81. The contention of Amex Wholesale in its appeal statement is that no amount of the shortfall was caused by a failure to take reasonable care to comply with a taxation law. However, the material in the Commissioner's reasons for the assessment of the administrative penalties indicate that Amex Wholesale was aware of the view taken by the Commissioner as to the appropriate treatment of the Fee Payments. While the stance adopted by Amex and Amex Wholesale may well be reasonably arguable, it appears that it was only during the course of an audit by the Commissioner that Amex Wholesale voluntarily disclosed the deviation from the position that it had previously adopted in relation to the treatment of the Fee Payments. The fact that there was a voluntary disclosure at that stage was taken into account by the Commissioner in remitting part of the penalties.

82. However, the fact that the stance that Amex Wholesale took was reasonably arguable may not, of itself, be a basis for concluding that the Commissioner erred in concluding that the false or misleading statements resulted from a failure to exercise reasonable care. In that regard, Amex Wholesale points to what it says may be an anomalous aspect of the table in s 284-90(1).

83. Under Item 1 in the table, the base penalty amount is 75% of the shortfall amount, if the short fall amount resulted from intentional disregard of a taxation law . Under Item 2, the base penalty amount is 50% of the shortfall amount if the shortfall amount resulted from recklessness as the operation of a taxation law . As indicated above, under Item 3, the base penalty amount is 25% of the shortfall amount if the shortfall amount resulted from a failure to take reasonable care to comply with the taxation law . Items 4, 5 and 6 also provide a base penalty amount of 25% of the shortfall amount. Items 5 and 6 are concerned with trusts and partnerships respectively but Item 4 is not so limited. Each of those items deals with a shortfall amount that results from treating an income tax law as applying in a particular way that was not reasonably arguable .

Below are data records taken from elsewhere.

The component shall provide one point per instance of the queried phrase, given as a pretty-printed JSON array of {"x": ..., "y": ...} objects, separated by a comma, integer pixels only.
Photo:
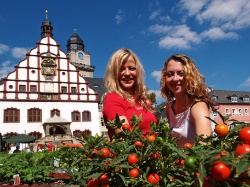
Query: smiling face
[
  {"x": 175, "y": 79},
  {"x": 127, "y": 75}
]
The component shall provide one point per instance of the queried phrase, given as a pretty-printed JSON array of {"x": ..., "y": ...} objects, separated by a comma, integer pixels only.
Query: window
[
  {"x": 246, "y": 99},
  {"x": 227, "y": 111},
  {"x": 86, "y": 116},
  {"x": 246, "y": 112},
  {"x": 34, "y": 115},
  {"x": 73, "y": 89},
  {"x": 105, "y": 134},
  {"x": 75, "y": 115},
  {"x": 32, "y": 88},
  {"x": 64, "y": 89},
  {"x": 234, "y": 111},
  {"x": 77, "y": 134},
  {"x": 22, "y": 88},
  {"x": 215, "y": 113},
  {"x": 240, "y": 112},
  {"x": 55, "y": 112},
  {"x": 11, "y": 115},
  {"x": 234, "y": 99},
  {"x": 37, "y": 135}
]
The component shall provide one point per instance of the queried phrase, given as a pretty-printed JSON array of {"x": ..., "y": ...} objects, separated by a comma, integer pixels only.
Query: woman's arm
[
  {"x": 114, "y": 104},
  {"x": 198, "y": 115}
]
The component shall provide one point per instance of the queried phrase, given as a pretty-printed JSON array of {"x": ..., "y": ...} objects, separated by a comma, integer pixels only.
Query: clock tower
[{"x": 78, "y": 57}]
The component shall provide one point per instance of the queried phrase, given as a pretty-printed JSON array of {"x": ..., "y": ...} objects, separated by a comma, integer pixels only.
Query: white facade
[{"x": 46, "y": 80}]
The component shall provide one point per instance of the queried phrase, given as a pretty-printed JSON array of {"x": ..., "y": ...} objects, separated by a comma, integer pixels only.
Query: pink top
[
  {"x": 183, "y": 126},
  {"x": 116, "y": 104}
]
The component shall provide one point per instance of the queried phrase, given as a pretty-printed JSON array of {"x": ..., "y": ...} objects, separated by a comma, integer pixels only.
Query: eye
[
  {"x": 169, "y": 74},
  {"x": 181, "y": 74},
  {"x": 132, "y": 68}
]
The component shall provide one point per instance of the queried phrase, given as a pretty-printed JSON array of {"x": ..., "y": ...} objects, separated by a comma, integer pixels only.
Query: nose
[
  {"x": 127, "y": 71},
  {"x": 176, "y": 78}
]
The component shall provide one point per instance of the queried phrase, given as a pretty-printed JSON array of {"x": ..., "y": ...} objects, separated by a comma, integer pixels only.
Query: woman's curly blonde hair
[
  {"x": 195, "y": 81},
  {"x": 112, "y": 83}
]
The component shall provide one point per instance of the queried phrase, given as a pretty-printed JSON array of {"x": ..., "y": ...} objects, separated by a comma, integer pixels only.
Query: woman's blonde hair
[
  {"x": 195, "y": 81},
  {"x": 112, "y": 83}
]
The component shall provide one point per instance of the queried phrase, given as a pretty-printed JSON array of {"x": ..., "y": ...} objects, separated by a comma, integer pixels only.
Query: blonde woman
[
  {"x": 188, "y": 102},
  {"x": 126, "y": 92}
]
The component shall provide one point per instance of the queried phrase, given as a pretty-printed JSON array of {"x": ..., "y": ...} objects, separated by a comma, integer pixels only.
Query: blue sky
[{"x": 214, "y": 33}]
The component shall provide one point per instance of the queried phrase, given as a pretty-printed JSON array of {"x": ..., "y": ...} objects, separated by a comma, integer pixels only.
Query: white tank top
[{"x": 183, "y": 126}]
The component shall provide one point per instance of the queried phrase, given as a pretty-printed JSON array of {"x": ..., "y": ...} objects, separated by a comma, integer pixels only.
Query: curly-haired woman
[
  {"x": 126, "y": 92},
  {"x": 188, "y": 102}
]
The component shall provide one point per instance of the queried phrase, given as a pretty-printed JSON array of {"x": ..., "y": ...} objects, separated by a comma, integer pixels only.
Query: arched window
[
  {"x": 37, "y": 135},
  {"x": 75, "y": 116},
  {"x": 86, "y": 115},
  {"x": 11, "y": 115},
  {"x": 34, "y": 115},
  {"x": 55, "y": 111},
  {"x": 87, "y": 132},
  {"x": 78, "y": 134}
]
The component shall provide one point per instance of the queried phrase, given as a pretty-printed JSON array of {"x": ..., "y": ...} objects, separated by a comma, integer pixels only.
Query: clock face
[{"x": 80, "y": 55}]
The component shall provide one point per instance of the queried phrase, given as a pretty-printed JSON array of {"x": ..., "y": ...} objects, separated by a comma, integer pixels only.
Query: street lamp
[
  {"x": 54, "y": 131},
  {"x": 1, "y": 142}
]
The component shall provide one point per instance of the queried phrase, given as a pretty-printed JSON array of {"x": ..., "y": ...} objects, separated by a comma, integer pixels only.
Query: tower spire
[{"x": 46, "y": 27}]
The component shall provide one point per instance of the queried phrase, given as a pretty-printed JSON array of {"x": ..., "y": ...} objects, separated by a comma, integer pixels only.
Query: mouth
[{"x": 127, "y": 81}]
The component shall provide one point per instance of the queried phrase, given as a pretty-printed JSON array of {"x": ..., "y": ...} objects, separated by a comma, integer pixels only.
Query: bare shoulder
[{"x": 200, "y": 108}]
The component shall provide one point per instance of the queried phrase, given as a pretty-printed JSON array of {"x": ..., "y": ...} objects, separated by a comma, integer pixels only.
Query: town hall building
[{"x": 48, "y": 95}]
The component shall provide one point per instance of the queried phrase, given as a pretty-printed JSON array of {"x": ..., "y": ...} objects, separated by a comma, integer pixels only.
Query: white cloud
[
  {"x": 155, "y": 14},
  {"x": 119, "y": 17},
  {"x": 159, "y": 98},
  {"x": 5, "y": 69},
  {"x": 177, "y": 37},
  {"x": 246, "y": 82},
  {"x": 192, "y": 6},
  {"x": 156, "y": 75},
  {"x": 159, "y": 29},
  {"x": 229, "y": 14},
  {"x": 174, "y": 42},
  {"x": 3, "y": 48},
  {"x": 218, "y": 33},
  {"x": 19, "y": 52}
]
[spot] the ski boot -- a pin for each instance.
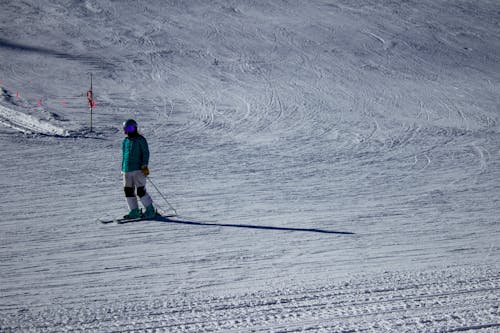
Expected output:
(133, 214)
(150, 212)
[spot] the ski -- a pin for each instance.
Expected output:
(122, 220)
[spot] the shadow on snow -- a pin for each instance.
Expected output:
(250, 226)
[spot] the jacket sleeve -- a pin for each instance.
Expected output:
(123, 155)
(145, 152)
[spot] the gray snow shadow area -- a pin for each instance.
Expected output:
(334, 165)
(250, 226)
(17, 47)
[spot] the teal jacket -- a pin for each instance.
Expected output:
(135, 153)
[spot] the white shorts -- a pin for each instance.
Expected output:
(134, 179)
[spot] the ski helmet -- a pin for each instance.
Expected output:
(130, 126)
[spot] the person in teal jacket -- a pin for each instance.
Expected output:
(135, 159)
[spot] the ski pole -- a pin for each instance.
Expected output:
(161, 194)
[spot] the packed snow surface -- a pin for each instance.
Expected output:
(335, 165)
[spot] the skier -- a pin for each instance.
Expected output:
(135, 158)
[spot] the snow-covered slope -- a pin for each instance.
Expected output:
(335, 165)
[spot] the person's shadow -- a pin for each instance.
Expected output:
(248, 226)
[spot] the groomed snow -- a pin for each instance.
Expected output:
(335, 166)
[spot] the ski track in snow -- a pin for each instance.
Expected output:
(466, 301)
(377, 122)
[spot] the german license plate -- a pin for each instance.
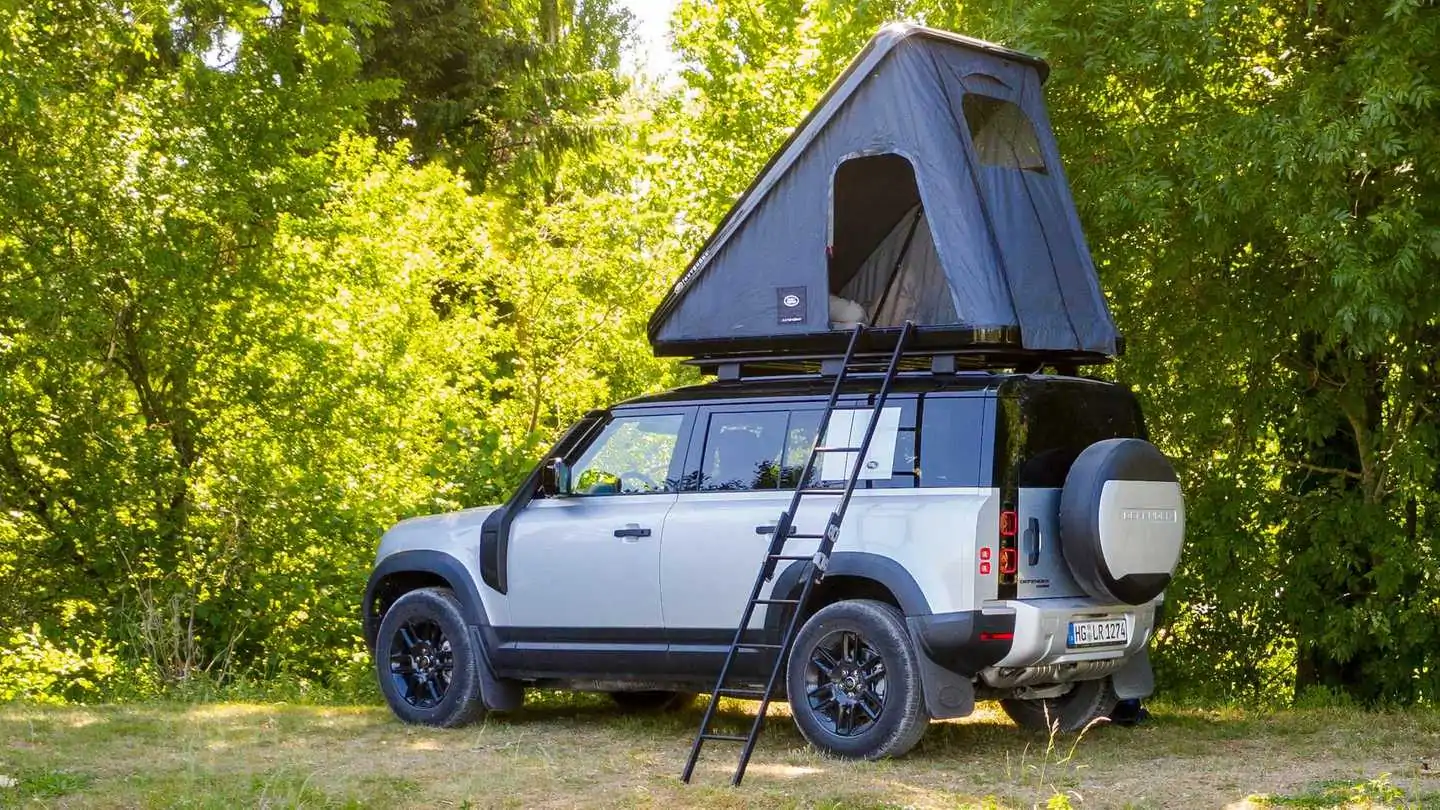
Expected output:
(1099, 633)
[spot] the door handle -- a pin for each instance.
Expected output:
(1033, 541)
(769, 529)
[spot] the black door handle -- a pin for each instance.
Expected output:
(1033, 541)
(771, 529)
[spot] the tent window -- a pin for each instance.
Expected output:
(1002, 134)
(883, 267)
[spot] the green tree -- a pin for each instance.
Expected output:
(497, 88)
(1259, 188)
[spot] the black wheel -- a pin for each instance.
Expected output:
(1070, 712)
(854, 682)
(426, 660)
(653, 701)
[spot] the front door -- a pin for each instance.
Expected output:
(748, 464)
(585, 567)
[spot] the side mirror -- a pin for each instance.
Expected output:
(555, 477)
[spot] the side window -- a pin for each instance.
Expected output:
(631, 456)
(1002, 134)
(951, 450)
(743, 451)
(903, 472)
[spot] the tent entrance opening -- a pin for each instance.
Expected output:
(883, 265)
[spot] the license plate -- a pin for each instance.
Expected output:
(1099, 633)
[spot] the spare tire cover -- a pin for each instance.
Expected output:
(1122, 521)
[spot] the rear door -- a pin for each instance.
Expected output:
(1049, 423)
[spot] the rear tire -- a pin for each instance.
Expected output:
(653, 701)
(1072, 712)
(426, 660)
(854, 682)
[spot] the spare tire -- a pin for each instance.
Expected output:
(1122, 521)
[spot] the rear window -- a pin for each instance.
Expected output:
(1047, 424)
(766, 450)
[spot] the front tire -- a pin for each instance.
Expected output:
(854, 682)
(426, 660)
(1070, 712)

84. While the GST Act is a taxation law and is therefore encompassed by Items 1, 2 and 3, it is not an income tax law and is therefore not encompassed by Item 4. It is curious that there is no counterpart of Item 4 in relation to the treatment, in a way that is not reasonably arguable, of a taxation tax law that is not an income taxation law. That may suggest that Item 3, which encompasses any taxation law, has no application where what is in issue is a reasonable, though incorrect, treatment by a taxpayer of a taxation law. However, having regard to the conclusion reached above concerning the substantive question, it is not necessary to answer the questions raised in relation to penalty.

Conclusion

85. It follows that the appeals should be upheld. The objection decision should be set aside. The matters should be remitted to the Commissioner for determination according to law. The Commissioner should pay the costs of the appeals.